Corona gegen den Geburtstag Jesu machtlos

Was so ein Lockdown aber nicht kleinkriegen kann, ist Weihnachten. Wo er schon meinen Geburtstag nicht verhindern kann, ist er gegen Jesu Geburtstag machtlos. Er ist gegen die Liebe Gottes machtlos, um die es an Weihnachten geht.

Und auch das Covid 19-Virus beißt sich hier die Zähne aus: Weihnachten ist immun. Die Politik täte also gut daran, die nötigen Entscheidungen unabhängig von Weihnachten zu treffen. Falsche Rücksichtnahme.

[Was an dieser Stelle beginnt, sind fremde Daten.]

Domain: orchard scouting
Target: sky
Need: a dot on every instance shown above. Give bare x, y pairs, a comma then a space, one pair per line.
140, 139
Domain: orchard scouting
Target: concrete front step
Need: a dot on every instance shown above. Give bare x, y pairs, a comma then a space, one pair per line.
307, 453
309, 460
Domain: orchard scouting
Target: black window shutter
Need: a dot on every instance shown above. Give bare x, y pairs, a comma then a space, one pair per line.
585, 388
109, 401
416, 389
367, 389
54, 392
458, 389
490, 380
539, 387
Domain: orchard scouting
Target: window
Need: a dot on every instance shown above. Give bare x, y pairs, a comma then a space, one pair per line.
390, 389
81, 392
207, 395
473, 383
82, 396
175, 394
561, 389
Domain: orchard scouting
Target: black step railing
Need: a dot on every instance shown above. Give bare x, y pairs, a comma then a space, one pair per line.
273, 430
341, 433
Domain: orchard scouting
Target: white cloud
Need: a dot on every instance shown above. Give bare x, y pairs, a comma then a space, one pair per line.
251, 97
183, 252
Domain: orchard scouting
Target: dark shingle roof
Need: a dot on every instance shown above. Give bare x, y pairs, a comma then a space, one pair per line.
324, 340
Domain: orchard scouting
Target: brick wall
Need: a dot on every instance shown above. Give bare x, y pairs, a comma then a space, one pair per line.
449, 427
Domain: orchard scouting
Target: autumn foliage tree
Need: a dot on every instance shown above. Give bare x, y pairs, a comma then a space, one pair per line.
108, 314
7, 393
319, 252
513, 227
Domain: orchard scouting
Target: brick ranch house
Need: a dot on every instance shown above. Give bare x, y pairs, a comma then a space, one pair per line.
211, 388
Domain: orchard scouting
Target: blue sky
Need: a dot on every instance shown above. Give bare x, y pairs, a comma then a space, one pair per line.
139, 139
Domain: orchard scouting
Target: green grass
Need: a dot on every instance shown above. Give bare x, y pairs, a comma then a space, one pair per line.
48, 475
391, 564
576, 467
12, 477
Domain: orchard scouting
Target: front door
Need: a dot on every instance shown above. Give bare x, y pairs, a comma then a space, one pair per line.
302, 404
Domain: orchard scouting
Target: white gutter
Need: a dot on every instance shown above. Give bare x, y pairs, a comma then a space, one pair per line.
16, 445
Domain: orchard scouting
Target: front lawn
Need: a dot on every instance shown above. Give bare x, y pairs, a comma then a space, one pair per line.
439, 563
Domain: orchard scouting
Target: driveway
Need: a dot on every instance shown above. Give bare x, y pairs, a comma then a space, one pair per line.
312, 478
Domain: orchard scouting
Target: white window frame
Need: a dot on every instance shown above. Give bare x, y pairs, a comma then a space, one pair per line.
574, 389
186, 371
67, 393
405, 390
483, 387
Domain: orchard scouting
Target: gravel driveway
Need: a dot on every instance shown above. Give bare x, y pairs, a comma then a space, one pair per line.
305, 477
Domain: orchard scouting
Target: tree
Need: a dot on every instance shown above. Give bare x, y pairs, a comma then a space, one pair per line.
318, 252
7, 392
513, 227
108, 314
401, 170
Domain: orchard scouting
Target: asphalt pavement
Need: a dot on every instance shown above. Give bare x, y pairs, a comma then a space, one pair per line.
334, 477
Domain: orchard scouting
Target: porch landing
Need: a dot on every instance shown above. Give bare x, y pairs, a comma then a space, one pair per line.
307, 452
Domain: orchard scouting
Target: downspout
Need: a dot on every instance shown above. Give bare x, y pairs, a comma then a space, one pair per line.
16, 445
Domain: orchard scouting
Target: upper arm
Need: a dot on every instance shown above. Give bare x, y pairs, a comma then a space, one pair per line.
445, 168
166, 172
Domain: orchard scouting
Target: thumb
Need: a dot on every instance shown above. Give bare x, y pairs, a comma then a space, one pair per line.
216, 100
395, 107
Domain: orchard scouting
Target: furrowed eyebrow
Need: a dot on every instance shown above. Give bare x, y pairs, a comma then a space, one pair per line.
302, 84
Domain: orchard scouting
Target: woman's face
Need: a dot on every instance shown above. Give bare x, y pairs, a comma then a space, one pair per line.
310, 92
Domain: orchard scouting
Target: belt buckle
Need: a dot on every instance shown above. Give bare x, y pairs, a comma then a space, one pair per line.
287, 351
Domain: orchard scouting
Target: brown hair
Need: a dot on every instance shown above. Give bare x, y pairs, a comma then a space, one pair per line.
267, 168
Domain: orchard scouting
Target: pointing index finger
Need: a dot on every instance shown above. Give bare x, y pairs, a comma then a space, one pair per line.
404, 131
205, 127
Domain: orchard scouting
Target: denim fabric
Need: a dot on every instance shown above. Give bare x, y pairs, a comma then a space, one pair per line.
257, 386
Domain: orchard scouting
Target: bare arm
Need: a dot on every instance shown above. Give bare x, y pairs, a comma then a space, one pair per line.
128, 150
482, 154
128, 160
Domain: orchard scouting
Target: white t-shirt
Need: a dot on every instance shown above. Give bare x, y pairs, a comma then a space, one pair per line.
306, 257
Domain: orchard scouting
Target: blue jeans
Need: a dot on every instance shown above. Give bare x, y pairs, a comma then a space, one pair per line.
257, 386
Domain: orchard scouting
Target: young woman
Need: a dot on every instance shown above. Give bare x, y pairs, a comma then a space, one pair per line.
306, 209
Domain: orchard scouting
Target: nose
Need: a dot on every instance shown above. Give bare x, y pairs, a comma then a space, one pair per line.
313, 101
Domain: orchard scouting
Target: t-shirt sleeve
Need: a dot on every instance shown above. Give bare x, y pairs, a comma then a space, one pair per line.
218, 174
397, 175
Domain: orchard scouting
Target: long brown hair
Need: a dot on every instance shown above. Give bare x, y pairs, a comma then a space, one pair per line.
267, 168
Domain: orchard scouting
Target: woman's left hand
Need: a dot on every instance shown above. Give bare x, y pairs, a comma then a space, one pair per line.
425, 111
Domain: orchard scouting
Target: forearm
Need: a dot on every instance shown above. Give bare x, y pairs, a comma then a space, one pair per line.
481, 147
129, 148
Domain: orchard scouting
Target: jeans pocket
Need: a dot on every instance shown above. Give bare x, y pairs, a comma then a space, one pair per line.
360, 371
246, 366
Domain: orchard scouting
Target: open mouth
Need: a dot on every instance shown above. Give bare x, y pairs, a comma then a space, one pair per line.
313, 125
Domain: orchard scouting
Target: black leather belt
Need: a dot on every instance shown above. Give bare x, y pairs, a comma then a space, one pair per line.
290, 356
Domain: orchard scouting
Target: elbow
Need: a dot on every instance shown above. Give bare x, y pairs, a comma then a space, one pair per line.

Die Weihnachtsgeschichte neu hören

Das zeigt ein Blick zurück. Selbst in schlimmeren Zeiten hat die Weihnachtsbotschaft Menschen erreicht. Alte Leute können davon erzählen.

Auch wenn sich dieses Jahr viele zum Fest nicht sehen können, weil sie zu Hause bleiben müssen: Weihnachten kommt trotzdem. Alle Jahre wieder. Aber nicht wie immer!

In diesem Jahr 2020 höre ich die Weihnachtsgeschichte neu und anders. Sie ist ja kein Märchen aus einer heilen Welt. Sie erzählt von einer Geburt in prekären Verhältnissen und von Menschen, die zutiefst verunsichert, allein gelassen und verängstigt sind.

Dann sehen sie auf einmal  einen hellen Schein und hören dieses: „Fürchtet euch nicht!“ Sie finden das Kind in der Krippe. Und sie spüren, jetzt ist alles anders.

Auch, wenn der Lockdown strenger wird. Weihnachten kommt. Damals wie heute.